Teens' dietary habits have a direct impact on their sleep quality. High-fat and high-sugar foods, in particular, can disrupt your teen's sleep cycle, making it harder for them to fall and stay asleep. 

  • Consuming caffeine, especially in the afternoon or evening, can keep your teen wired and make it difficult to wind down at night. Think of that late-night coffee or energy drink that keeps them buzzing when they should be snoozing.
  • Sugar, on the other hand, might give your teen a quick energy boost, but it can also lead to a crash that leaves them feeling tired and irritable. This can disrupt your teen’s sleep patterns, making it harder to get the restful sleep they need. Plus, high sugar intake can lead to more frequent awakenings throughout the night.

Getting trapped in a cycle of poor sleep and unhealthy eating can have serious long-term health consequences. Chronic sleep deprivation and poor diet can lead to weight gain, increasing the risk of obesity. This, in turn, can raise the likelihood of developing conditions like type 2 diabetes, heart disease, and high blood pressure in their later years.


Related story: Natural Sugar or Artificial Sugar? What is Really Good For Your Health


Tips For Better Sleep And Diet For Adolescents

Achieving better sleep and improving your teen’s diet can significantly enhance their overall well-being. By following these practical tips, teens can develop healthier sleep and eating habits, leading to better physical and mental health. Here are some practical tips to help any teen get started:

1. Ensure your teen sticks to a schedule: Go to bed and wake up at the same time every day, even on weekends.

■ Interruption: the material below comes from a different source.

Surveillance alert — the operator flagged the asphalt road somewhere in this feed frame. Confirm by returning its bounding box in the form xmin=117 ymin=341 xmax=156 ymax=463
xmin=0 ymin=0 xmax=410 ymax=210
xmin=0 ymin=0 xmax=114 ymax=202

2. Create a relaxing bedtime routine for your teen: Engage in calming activities before bed, such as reading, taking a warm bath, or practising mindfulness.

3. Ask your teen to limit screen time: Avoid screens (phones, computers, TVs) at least an hour before bed, as blue light can interfere with the sleep cycle.

4. Keep their room dark and cool: A dark, cool environment promotes better sleep. Consider using blackout curtains and keeping the room at a comfortable temperature.

5. Encourage your teen to eat balanced meals: Focus on a diet rich in fruits, vegetables, whole grains, lean proteins, and healthy fats.

6. Suggest them to limit caffeine and sugar intake: Avoid consuming caffeine and sugary foods, especially in the late afternoon and evening.

7. Make sure your teen is drinking enough water: Drink plenty of water throughout the day, but reduce intake close to bedtime to avoid frequent trips to the bathroom.

8. Advise your teen to avoid heavy meals before bed: Eating large, heavy meals right before bedtime can cause discomfort and indigestion, making it harder to sleep.

9. Encourage your teen to do physical activity: Regular exercise can help improve sleep quality and overall health. Encourage teens to participate in sports or other physical activities they enjoy.

10. Serve them healthy snacks: Parents must ensure teens have access to healthy snack options, to reduce the temptation to reach for unhealthy alternatives.

In teenagers, sleep deprivation can disrupt hunger hormones, leading to unhealthy food cravings and poor dietary choices. In turn, these poor eating habits can further affect sleep quality, creating a cycle that is difficult to break. By prioritising good sleep hygiene and making mindful dietary choices, teens can break free from this harmful cycle. This is important as such habits can later on carry forward onto adulthood, where they can become worse and lead to chronic ailments. Simple changes, such as maintaining a consistent sleep schedule, reducing screen time before bed, and choosing nutritious foods, can make a huge difference.